A group campaigning for the increased use of sustainable aviation fuel (SAF) in Europe estimates that production can be scaled up to meet 10% of the bloc’s jet fuel needs by 2030 – although hitting that target will require concerted policy action and come with a price tag of at least €120 billion ($142 billion) over the next 15 years.
Members of Clean Skies for Tomorrow (CST) say they support the EU’s SAF blending mandate which is expected to be published by mid-July. Its Guidelines for a Sustainable Aviation Fuel Blending Mandate in Europe publication assesses the feasibility of the production ramp-up required and its likely costs.
CST suggests that using “tight sustainability criteria” for feedstock, SAF could account for 10% of jet fuel usage in Europe by 2030 “if supported by appropriate and timely measures”.
However, the CST asserts that policies, such as a blending mandate that increases over time, must be implemented to create certain future demand for SAF, in order to make the economic case for the investment in production plants.
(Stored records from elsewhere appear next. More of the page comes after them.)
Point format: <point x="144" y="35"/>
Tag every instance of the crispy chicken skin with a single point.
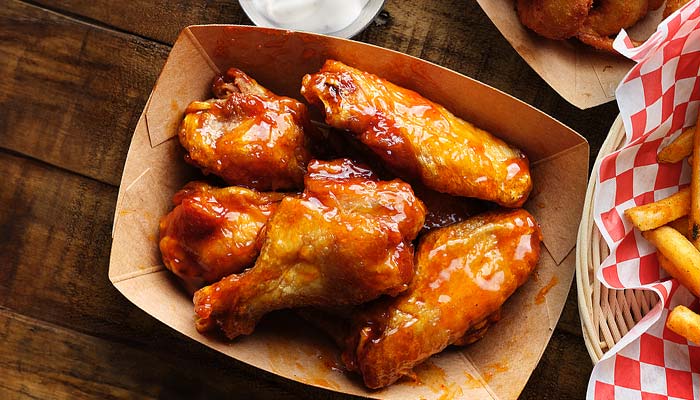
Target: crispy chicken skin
<point x="249" y="136"/>
<point x="345" y="240"/>
<point x="213" y="232"/>
<point x="464" y="273"/>
<point x="418" y="139"/>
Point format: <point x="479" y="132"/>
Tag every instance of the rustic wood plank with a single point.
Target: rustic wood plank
<point x="58" y="227"/>
<point x="54" y="269"/>
<point x="456" y="34"/>
<point x="71" y="92"/>
<point x="563" y="371"/>
<point x="160" y="20"/>
<point x="40" y="360"/>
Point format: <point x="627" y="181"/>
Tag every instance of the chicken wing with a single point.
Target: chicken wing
<point x="346" y="240"/>
<point x="249" y="136"/>
<point x="418" y="139"/>
<point x="213" y="232"/>
<point x="464" y="273"/>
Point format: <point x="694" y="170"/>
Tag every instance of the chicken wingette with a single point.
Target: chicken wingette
<point x="418" y="139"/>
<point x="248" y="136"/>
<point x="464" y="274"/>
<point x="346" y="240"/>
<point x="213" y="232"/>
In addition, it says public funding will be necessary to mature new production technologies, plus aviation must be given “preferential access” to “sustainable biomass resources”.
An intermediate blending mandate of 2-5% of total European jet fuel consumption by 2025 could be met by existing and planned SAF plants, it notes.
Any SAF blending mandate could be implemented by an obligation on fuel suppliers, it says, and would apply to all flights departing from Europe.
But the increase in SAF production will come with a cost. Government backing for new SAF plants to reach the 10% target “could be in the order of €120 billion in total over the next 15 years”, the CST says. The majority of this would “support the commercialisation of SAF production pathways that are currently at lower technology readiness levels but have the greatest potential to scale” but would represent the largest share of SAF outpost post-2030.
Additional public support may be needed to subsidise SAF in order to “bridge the cost differential” to conventional fuel and prevent “competitive distortion and fuel tankering”.
Members of the CST include Airbus and Boeing, operators within the IAG and Air France-KLM airline groups, engine provider Rolls-Royce, numerous airports, and fuel providers such as Shell, Total Energies, LanzaJet and Neste.